Generic synthetic reaction scheme. Primary and secondary amines treated with the reactive compounds O-methylisourea (compound 1), S-methyl-N-guanylisothiourea (compound 2), or S-methyl-N-phenylisothiourea (compound 3) give the desired guanide, biguanide, or phenylguanide derivatives.

FIG. 3.

Inhibition of T140-fluorescein cross-linking to CXCR4. CXCR4-expressing cells were incubated with serial dilutions of the polybiguanide NB325 and then allowed to bind the fluorescent, photoactive T140 derivative. After irradiation at 365 nm, the samples were dissolved in SDS, run on an SDS-PAGE gel, and imaged with a fluorescent gel imager. Inhibition curves for four separate experiments with one reading per data point are shown.

FIG. 4.

Representative inhibition experiment gel and graphical analysis. Serial dilutions of the inhibitor (DNT2300 hexaphenylguanide) were incubated with CXCR4-expressing cells.

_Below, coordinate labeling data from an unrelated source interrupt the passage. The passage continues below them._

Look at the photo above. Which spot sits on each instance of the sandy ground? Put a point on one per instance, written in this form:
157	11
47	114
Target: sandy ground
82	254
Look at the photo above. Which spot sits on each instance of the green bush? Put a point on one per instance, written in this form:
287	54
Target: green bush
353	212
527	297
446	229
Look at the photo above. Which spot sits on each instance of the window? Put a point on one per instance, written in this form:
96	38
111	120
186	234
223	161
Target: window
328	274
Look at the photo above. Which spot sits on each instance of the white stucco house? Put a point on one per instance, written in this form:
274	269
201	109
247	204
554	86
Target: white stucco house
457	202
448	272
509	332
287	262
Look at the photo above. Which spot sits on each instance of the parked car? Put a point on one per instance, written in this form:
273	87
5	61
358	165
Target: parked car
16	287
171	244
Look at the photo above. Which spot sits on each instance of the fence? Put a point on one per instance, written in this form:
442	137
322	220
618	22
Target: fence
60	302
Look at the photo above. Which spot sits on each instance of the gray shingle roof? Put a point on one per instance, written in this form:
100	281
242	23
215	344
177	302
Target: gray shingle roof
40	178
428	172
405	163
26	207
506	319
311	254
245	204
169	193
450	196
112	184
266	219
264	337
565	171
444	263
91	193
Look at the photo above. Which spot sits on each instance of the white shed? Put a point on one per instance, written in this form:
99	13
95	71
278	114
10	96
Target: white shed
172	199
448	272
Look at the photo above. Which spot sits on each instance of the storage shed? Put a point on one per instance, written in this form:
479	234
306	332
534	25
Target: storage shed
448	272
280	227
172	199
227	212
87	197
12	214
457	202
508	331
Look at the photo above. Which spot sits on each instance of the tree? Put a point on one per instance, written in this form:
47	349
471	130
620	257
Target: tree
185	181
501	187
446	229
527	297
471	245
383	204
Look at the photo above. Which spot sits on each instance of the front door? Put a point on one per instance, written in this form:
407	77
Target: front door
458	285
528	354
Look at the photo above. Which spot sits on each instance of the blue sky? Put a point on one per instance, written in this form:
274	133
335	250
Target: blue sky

The fluorescent, photoactive derivative of T140 was added, followed by irradiation at 365 nm to induce cross-linking between the peptide and receptor. Samples were dissolved in SDS, run on an SDS-PAGE gel, and imaged with a fluorescent gel reader. The concentration of inhibitor is marked at the top of each lane. The intensities of the fluorescent CXCR4 bands (doublet indicated by arrow) were quantified and plotted with Sigma Plot to determine an approximate IC₅₀ (∼1 μM). A Western blot of the gel incubated with monoclonal antibody 1D4 was used to confirm the identity of the CXCR4 bands and their uniformity across the gel (not shown).

FIG. 5.

Initial anti-HIV activity screen. The series (amine, guanide, and phenylguanide) of the most active derivatives (spermidine, spermine, and DNT2300) in the T140 cross-link inhibition assay were screened for anti-HIV activity. TZM-bl cells were plated and preincubated with the inhibitors at a final concentration of 10 μM. Previously titered viral supernatants were added, and the cells were incubated for 3 days. Cells were lysed, and the TAT-driven reporter luciferase activity was measured using a Bright-Glo luciferase assay. Experiments were performed in triplicate with errors shown as means ± the standard error of the mean (SEM). RLU, relative luminescence units.

FIG. 6.

HIV inhibition dose-response trials. Spermine (•), spermine phenylguanide (○), spermidine (▾), and spermidine phenylguanide (▵) were tested for dose-response activity in the TZM-bl luciferase anti-HIV assay. Increased activity against CXCR4-using viral strains were observed with the phenylguanides compared to the underivatized parent amines. Experiments were performed in triplicate with errors shown as means ± the SEM. RLU, relative luminescence units.

FIG. 7.

Spermidine phenylguanide activity and cytotoxicity. (A) HIV inhibition activity of spermidine phenylguanide (•) and spermidine (○) against three CXCR4 specific HIV clones (NL4-3, 92HT599, and MN) using the TZM-bl assay. Experiments were performed in triplicate with errors shown as means ± the SEM. RLU, relative luminescence units. (B) An MTS assay was used to measure the cytotoxicity (% of control TZM-bl cells) for spermidine phenylguanide (•) and spermidine (○) against the TZM-bl cells. Experiments were performed in duplicate with errors shown as means ± the SEM.